Isabel Torres, pionera de muchas cosas importantes, portada de Interviú, presentadora de televisión y mujerón desde que se quitaba muertos de asco de encima en el patio del colegio solo tuvo una oportunidad de verdad, una de las grandes, de las que prometen memoria o debacle. E hizo mucho más que limitarse a aprovecharla. Resulta que teníamos a una actriz de las memorables agazapada entre la maleza de la transmisoginia y el figurantismo golfo al que la cultura popular había condenado hasta hace casi nada a las más vistosas de entre las mujeres trans. Su trabajo en Veneno, la serie escrita y dirigida por Javier Ambrossi y Javier Calvo sobre el libro de Valeria Vegas, recuerda a las asperezas dramáticas de toda una Lola Gaos y a las exuberancias bien medidas de la mejor Victoria Abril.

El debate

La conversación sobre la pertinencia o no de quién interpreta a quién en las ficciones que incluyen personajes trans, tiene que ver con esto. Con las oportunidades, con la equidad. Hasta que las historias trans no se cuenten por personas trans, van a sobrar clichés y faltar matices. Por qué, desde el punto de vista de quien se sienta delante de una pantalla, vas a preferir las inconsistencias de Eddie Redmayne tratando de resolver la interpretación de una mujer desde el pestañeo exagerado, el ladeo de cabeza de cachorra sometida y la sonrisita boba, que la bofetada de verdad que puede darte una Isabel Torres, una MJ Rodríguez o una Abril Zamora. Dejando para otro momento qué diablos hace un hombre interpretando a una mujer existiendo las actrices. Este debate, cíclico y que siempre se da en las coordenadas erróneas, no tiene que ver con el talento, o no solo, tiene que ver con una imagen incompleta de las vidas trans que hasta ahora han sido contadas por quienes las ven desde lejos y se las tienen que imaginar. Faltaba la versión original, ese desmentido que solo puede darse a través del testimonio en primera persona, ese “nosotras no somos así” que afina las narrativas. La enorme brecha de inclusión laboral que sufren las mujeres trans no es, ni mucho menos, ajena al arte dramático, acaso es una brecha aún más ancha y más profunda. Solucionarla, alcanzar la equidad, es lo que acabará por relajar las tensiones entre quienes necesitan contar sus propias historias y quienes acaban por contarlas.

Isabel

Isabel Torres es la viva, vivísima imagen de esta verdad palmaria. La encarnación de esa verdad incontestable. Su talento pasó desapercibido muchos años y de repente explotó en la cara de medio mundo. No sirve para nada fabular sobre qué hubiera podido hacer Isabel desde el privilegio de la normalidad, de la inclusión, de la igualdad de condiciones, pero conviene dejarlo escrito para que quien quiera, lo piense en casa.

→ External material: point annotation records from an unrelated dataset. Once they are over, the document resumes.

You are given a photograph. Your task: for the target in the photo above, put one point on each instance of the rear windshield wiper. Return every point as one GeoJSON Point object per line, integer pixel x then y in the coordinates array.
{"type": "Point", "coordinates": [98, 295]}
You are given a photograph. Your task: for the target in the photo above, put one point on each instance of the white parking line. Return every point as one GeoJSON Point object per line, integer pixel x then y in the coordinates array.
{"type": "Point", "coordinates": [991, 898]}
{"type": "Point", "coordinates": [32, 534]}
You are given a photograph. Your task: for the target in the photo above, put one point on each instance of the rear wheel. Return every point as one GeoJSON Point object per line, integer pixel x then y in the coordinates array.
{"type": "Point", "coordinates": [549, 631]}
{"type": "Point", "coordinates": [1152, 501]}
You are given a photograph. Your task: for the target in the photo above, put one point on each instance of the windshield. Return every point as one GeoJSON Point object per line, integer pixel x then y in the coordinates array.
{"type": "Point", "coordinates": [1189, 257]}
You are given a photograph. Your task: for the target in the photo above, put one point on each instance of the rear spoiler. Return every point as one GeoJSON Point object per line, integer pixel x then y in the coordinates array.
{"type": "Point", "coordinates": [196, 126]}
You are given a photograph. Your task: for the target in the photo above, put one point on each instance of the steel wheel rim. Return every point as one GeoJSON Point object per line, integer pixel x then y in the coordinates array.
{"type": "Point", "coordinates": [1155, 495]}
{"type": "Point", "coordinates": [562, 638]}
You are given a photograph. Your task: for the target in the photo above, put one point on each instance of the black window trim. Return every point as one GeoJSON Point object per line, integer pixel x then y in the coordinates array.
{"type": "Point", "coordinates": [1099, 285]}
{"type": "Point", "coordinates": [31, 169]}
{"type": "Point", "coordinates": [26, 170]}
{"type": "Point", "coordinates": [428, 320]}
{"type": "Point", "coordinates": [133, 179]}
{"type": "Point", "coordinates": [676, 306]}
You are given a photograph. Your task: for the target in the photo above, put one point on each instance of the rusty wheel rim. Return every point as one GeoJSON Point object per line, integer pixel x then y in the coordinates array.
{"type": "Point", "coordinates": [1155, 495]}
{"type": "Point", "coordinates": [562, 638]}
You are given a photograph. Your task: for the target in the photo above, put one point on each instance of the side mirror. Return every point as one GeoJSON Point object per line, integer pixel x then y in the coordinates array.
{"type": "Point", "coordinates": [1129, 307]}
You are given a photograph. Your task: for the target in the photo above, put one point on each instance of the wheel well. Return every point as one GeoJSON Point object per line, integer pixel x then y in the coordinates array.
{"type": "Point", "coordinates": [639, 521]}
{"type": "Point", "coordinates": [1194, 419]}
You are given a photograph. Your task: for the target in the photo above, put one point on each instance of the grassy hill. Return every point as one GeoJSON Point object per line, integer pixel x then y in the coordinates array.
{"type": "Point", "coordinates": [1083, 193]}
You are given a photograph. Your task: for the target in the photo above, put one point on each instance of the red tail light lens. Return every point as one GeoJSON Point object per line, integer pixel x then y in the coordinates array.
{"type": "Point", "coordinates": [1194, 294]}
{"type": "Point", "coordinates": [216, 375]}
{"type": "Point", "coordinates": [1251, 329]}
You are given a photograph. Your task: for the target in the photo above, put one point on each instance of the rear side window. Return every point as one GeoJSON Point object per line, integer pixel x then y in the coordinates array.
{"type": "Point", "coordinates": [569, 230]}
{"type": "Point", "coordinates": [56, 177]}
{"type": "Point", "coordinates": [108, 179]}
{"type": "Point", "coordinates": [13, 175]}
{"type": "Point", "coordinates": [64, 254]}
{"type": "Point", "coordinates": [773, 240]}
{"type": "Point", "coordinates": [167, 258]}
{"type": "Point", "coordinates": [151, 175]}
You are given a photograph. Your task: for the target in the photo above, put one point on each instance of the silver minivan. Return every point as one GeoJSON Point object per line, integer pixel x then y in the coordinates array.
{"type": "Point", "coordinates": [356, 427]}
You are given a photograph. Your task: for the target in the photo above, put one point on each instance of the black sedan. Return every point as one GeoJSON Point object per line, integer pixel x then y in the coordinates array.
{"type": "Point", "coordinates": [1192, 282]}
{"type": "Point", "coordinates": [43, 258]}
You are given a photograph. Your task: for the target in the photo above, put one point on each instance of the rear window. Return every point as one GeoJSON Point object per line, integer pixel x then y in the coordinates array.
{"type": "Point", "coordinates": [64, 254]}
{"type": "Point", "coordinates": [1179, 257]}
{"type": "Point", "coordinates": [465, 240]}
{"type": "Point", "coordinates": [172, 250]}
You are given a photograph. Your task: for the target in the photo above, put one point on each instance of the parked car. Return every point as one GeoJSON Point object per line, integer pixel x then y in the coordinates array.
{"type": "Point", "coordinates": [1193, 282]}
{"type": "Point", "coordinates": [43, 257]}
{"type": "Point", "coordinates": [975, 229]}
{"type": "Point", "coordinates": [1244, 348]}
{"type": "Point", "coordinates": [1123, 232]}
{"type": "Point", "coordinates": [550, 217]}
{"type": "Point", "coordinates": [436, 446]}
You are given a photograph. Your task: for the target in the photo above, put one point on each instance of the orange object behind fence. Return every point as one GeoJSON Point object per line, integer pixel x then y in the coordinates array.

Sí es justo y necesario celebrar la vida de una actriz excelsa que ha enriquecido la cultura de un país en ocho episodios. Que ya forma parte de la mejor historia del entretenimiento y del arte.

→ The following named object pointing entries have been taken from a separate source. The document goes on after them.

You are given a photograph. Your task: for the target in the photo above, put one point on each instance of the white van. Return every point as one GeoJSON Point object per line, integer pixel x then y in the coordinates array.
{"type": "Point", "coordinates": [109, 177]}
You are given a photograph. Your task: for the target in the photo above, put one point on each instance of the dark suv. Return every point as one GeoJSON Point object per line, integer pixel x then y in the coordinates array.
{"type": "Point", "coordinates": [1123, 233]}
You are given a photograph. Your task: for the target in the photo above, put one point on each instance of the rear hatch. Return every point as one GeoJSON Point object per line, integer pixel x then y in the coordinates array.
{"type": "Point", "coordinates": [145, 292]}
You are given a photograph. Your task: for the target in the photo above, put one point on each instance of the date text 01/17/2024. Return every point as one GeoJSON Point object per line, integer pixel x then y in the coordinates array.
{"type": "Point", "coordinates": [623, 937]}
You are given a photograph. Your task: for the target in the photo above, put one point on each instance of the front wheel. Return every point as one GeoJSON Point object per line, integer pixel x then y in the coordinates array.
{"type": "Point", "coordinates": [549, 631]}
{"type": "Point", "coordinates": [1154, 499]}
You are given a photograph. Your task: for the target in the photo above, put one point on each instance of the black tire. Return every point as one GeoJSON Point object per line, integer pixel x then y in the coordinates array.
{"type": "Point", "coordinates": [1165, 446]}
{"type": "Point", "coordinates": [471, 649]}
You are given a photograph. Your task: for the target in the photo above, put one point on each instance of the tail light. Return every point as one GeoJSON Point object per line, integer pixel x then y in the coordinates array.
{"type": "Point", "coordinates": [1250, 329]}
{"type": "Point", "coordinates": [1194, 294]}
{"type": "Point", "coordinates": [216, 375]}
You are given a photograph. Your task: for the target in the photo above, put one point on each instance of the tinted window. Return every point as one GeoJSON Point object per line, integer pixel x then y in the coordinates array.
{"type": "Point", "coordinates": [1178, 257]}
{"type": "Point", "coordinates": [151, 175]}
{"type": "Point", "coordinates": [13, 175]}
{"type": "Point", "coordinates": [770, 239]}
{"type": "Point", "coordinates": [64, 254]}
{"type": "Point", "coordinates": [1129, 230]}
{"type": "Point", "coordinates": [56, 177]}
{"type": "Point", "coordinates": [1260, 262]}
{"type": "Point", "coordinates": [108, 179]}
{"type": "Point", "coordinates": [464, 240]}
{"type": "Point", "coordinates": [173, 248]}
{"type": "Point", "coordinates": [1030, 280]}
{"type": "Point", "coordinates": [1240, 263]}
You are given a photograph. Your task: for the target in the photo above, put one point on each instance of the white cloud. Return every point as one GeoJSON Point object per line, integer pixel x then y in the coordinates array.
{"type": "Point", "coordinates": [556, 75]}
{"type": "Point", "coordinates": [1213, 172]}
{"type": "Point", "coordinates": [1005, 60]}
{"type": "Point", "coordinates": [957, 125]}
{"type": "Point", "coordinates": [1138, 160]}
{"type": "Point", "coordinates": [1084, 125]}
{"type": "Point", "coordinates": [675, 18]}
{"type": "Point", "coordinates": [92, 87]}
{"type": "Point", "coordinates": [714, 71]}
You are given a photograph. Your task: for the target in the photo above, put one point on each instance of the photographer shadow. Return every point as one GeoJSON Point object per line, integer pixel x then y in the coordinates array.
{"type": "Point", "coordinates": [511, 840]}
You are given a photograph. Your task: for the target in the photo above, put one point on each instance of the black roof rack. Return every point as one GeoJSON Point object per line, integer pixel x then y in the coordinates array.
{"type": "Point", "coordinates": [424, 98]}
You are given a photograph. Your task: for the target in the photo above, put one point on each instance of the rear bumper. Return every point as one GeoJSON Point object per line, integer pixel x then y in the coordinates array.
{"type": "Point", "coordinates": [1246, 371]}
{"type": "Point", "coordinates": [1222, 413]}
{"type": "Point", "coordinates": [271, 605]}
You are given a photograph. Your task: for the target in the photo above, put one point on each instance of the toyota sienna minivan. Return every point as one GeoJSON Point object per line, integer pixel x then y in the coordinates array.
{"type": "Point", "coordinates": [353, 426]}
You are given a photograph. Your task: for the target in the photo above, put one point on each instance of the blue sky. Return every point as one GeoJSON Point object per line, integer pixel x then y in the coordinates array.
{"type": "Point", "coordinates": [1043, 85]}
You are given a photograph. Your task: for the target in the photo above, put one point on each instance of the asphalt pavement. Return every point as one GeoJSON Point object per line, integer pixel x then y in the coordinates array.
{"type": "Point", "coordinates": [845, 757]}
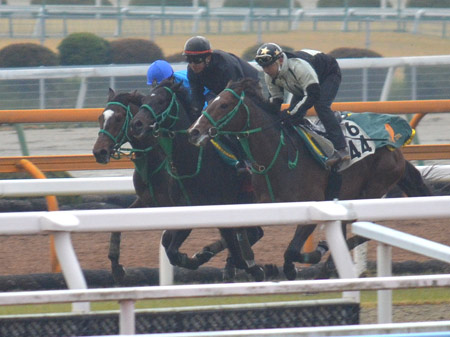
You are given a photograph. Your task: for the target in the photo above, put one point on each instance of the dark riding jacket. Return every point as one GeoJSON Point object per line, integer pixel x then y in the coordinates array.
{"type": "Point", "coordinates": [222, 68]}
{"type": "Point", "coordinates": [301, 74]}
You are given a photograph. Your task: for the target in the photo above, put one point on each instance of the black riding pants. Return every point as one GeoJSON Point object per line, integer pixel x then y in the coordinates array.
{"type": "Point", "coordinates": [328, 90]}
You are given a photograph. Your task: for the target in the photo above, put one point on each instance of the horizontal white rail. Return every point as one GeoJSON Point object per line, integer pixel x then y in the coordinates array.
{"type": "Point", "coordinates": [402, 240]}
{"type": "Point", "coordinates": [223, 290]}
{"type": "Point", "coordinates": [66, 186]}
{"type": "Point", "coordinates": [124, 185]}
{"type": "Point", "coordinates": [138, 70]}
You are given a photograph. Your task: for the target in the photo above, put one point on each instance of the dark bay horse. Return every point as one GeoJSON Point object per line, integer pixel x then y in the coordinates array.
{"type": "Point", "coordinates": [203, 178]}
{"type": "Point", "coordinates": [278, 176]}
{"type": "Point", "coordinates": [150, 179]}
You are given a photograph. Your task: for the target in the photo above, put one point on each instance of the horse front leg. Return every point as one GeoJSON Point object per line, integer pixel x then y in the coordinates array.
{"type": "Point", "coordinates": [241, 252]}
{"type": "Point", "coordinates": [172, 241]}
{"type": "Point", "coordinates": [117, 270]}
{"type": "Point", "coordinates": [293, 251]}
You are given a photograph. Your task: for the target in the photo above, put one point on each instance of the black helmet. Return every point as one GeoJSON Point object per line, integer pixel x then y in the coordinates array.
{"type": "Point", "coordinates": [267, 54]}
{"type": "Point", "coordinates": [196, 46]}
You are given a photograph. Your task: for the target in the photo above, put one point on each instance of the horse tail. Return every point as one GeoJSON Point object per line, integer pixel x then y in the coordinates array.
{"type": "Point", "coordinates": [412, 183]}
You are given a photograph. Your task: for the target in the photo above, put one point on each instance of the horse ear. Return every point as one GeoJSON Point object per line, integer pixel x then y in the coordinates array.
{"type": "Point", "coordinates": [111, 94]}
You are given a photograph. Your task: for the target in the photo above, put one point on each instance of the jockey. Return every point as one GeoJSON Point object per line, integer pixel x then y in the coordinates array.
{"type": "Point", "coordinates": [161, 70]}
{"type": "Point", "coordinates": [212, 69]}
{"type": "Point", "coordinates": [313, 78]}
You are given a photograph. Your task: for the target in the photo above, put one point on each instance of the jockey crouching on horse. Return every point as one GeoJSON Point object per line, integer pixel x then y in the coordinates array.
{"type": "Point", "coordinates": [313, 78]}
{"type": "Point", "coordinates": [161, 70]}
{"type": "Point", "coordinates": [213, 69]}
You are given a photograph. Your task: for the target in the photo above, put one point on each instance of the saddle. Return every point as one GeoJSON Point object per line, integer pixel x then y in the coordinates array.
{"type": "Point", "coordinates": [364, 133]}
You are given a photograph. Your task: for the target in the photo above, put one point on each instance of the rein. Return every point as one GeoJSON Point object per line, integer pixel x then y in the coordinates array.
{"type": "Point", "coordinates": [140, 163]}
{"type": "Point", "coordinates": [243, 139]}
{"type": "Point", "coordinates": [165, 137]}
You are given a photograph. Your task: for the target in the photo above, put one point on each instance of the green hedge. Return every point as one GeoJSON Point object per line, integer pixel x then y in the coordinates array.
{"type": "Point", "coordinates": [259, 3]}
{"type": "Point", "coordinates": [188, 3]}
{"type": "Point", "coordinates": [132, 51]}
{"type": "Point", "coordinates": [84, 49]}
{"type": "Point", "coordinates": [429, 3]}
{"type": "Point", "coordinates": [350, 3]}
{"type": "Point", "coordinates": [27, 55]}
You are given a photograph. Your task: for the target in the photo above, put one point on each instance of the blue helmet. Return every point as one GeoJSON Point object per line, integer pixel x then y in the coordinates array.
{"type": "Point", "coordinates": [159, 71]}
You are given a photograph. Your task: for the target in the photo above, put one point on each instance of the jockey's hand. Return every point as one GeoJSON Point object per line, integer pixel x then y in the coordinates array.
{"type": "Point", "coordinates": [284, 115]}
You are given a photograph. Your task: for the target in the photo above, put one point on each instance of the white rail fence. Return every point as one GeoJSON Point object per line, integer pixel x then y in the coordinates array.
{"type": "Point", "coordinates": [128, 296]}
{"type": "Point", "coordinates": [91, 79]}
{"type": "Point", "coordinates": [330, 213]}
{"type": "Point", "coordinates": [124, 185]}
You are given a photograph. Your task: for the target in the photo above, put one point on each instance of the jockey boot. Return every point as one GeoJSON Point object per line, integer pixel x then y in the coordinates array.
{"type": "Point", "coordinates": [338, 156]}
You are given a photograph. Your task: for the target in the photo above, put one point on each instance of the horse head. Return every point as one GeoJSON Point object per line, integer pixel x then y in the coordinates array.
{"type": "Point", "coordinates": [160, 113]}
{"type": "Point", "coordinates": [114, 122]}
{"type": "Point", "coordinates": [228, 113]}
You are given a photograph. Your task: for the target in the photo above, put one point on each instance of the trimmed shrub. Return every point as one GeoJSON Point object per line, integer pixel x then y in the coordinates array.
{"type": "Point", "coordinates": [250, 52]}
{"type": "Point", "coordinates": [166, 3]}
{"type": "Point", "coordinates": [84, 49]}
{"type": "Point", "coordinates": [132, 51]}
{"type": "Point", "coordinates": [70, 2]}
{"type": "Point", "coordinates": [345, 53]}
{"type": "Point", "coordinates": [27, 55]}
{"type": "Point", "coordinates": [351, 89]}
{"type": "Point", "coordinates": [350, 3]}
{"type": "Point", "coordinates": [429, 3]}
{"type": "Point", "coordinates": [259, 3]}
{"type": "Point", "coordinates": [174, 58]}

Sean dos, cuatro, diez o cien los meses que tenga por delante, sean testigos de los honores que merece recoger, que retumbe la memoria de las que no pudieron llegar aplaudiendo a la que lo ha hecho, que no dejemos de mirarla y agradecerle el camino abierto y pavimentado de alegría que deja.

Eterna en vida, reina canaria. Eterna en vida.